What to Expect on Closing Day

Closing on the house refers to “closed escrow”: the buyer has satisfied all the conditions of the purchase contract to the satisfaction of the seller, allowing for the recording of the deed to the property in the buyer’s name. The period is called being “Clear to Close.” The paperwork is typically facilitated by a Settlement Agent, and your real estate agent should be able to recommend one for you. Expect to spend at least an hour, sometimes up to three, completing the contract for sale. The title paperwork on your house will be examined, and then a lengthy contract will be signed. Finally, you will receive a check for the payment of your house, minus the closing costs, if applicable.

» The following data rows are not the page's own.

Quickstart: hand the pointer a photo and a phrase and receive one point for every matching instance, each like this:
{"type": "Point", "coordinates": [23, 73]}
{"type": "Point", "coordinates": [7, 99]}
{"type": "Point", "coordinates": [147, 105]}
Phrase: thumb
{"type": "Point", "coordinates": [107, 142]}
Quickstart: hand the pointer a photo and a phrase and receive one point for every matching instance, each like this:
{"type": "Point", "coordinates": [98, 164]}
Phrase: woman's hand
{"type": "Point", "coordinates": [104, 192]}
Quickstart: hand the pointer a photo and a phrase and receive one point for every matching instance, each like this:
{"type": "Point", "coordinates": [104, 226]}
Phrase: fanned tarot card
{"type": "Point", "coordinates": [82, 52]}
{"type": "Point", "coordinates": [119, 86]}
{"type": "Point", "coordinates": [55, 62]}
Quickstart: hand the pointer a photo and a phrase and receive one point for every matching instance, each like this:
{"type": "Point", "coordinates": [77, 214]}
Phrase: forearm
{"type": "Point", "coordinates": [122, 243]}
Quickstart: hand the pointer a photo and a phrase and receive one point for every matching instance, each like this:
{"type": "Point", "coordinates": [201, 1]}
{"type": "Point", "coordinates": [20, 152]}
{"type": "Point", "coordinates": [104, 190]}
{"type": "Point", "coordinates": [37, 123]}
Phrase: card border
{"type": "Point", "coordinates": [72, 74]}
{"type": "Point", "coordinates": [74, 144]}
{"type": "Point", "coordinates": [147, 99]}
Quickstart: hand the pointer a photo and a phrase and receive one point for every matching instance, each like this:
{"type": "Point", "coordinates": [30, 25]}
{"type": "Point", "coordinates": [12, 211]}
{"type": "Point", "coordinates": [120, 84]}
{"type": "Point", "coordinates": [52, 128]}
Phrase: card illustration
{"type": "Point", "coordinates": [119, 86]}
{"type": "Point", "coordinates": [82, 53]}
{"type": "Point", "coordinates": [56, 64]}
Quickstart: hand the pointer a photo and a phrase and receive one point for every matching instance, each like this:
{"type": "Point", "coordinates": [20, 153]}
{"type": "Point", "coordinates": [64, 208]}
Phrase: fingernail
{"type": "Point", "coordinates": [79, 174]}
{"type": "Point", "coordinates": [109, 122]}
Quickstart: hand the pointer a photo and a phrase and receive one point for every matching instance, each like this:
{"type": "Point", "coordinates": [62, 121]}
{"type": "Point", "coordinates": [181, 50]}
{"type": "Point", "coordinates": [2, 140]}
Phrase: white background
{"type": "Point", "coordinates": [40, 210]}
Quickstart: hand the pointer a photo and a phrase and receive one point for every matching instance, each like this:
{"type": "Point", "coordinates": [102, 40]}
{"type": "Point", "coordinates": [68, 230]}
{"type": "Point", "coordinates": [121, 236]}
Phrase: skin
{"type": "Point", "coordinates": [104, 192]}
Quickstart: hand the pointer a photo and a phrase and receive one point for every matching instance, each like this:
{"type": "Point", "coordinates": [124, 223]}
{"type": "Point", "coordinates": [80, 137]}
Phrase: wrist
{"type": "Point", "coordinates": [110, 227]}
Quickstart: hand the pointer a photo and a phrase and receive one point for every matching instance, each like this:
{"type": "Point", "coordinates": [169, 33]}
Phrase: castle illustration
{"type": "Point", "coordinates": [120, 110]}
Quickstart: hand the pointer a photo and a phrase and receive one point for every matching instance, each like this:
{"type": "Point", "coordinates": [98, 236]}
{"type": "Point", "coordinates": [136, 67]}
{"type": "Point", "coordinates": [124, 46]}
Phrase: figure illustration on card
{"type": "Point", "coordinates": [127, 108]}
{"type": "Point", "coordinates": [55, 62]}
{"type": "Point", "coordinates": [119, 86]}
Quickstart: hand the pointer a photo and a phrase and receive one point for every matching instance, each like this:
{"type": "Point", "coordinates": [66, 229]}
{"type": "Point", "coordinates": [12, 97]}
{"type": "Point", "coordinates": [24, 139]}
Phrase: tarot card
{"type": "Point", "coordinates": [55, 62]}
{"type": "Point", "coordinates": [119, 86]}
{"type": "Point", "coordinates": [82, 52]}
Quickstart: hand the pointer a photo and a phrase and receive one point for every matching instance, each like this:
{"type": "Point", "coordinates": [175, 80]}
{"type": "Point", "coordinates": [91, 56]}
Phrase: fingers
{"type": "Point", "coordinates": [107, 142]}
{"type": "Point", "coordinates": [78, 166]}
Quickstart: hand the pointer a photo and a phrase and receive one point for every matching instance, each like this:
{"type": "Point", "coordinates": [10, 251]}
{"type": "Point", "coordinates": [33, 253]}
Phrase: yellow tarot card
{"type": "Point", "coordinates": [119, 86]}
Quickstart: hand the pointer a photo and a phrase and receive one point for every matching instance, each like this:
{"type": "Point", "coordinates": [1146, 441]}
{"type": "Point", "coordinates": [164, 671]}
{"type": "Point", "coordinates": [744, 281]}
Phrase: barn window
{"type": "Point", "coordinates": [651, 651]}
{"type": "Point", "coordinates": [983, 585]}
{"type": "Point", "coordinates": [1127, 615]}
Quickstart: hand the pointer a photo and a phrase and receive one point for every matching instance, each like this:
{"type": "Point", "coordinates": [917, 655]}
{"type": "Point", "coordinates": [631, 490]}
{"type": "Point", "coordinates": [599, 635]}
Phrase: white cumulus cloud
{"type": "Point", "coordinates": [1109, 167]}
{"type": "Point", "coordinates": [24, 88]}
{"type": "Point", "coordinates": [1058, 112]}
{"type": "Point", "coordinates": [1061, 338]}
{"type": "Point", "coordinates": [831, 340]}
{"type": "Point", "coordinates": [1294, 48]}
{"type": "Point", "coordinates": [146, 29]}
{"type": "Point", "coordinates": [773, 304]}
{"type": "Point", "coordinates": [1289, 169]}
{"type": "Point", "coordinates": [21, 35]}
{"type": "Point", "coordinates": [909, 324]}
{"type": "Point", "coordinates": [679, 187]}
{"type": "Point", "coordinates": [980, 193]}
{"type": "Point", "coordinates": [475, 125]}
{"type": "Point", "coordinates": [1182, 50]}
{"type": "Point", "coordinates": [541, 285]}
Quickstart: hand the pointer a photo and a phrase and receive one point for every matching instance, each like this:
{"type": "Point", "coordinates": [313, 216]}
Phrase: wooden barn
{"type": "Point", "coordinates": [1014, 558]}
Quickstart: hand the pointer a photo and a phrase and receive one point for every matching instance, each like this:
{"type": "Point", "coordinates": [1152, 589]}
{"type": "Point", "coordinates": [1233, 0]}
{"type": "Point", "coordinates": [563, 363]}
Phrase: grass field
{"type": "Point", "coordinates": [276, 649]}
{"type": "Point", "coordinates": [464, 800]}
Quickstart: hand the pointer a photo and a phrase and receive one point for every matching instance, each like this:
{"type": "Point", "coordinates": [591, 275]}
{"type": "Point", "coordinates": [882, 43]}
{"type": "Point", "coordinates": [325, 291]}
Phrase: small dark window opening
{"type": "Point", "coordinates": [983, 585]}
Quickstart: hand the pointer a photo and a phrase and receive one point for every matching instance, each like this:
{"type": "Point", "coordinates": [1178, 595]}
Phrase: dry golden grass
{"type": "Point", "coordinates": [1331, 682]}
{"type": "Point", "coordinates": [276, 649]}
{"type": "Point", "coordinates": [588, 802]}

There are a few things to remember before transferring the home title deed. Remember to have the utilities removed from your name. Schedule a final gas, electric, and water reading, as well as any “big pickup” of trash before the closing date. Make sure that you’ve taken care of changing your homeowners’ insurance. If you took out extra insurance during the selling process (to protect against having the home shown, and damages that may have happened in that process), speak with your insurance agent about removing that extra bit. If you are part of a homeowners association, you may need to stop the payment of dues and make the HOA board aware of the new homeowners. But – congratulations! You’ve sold your home.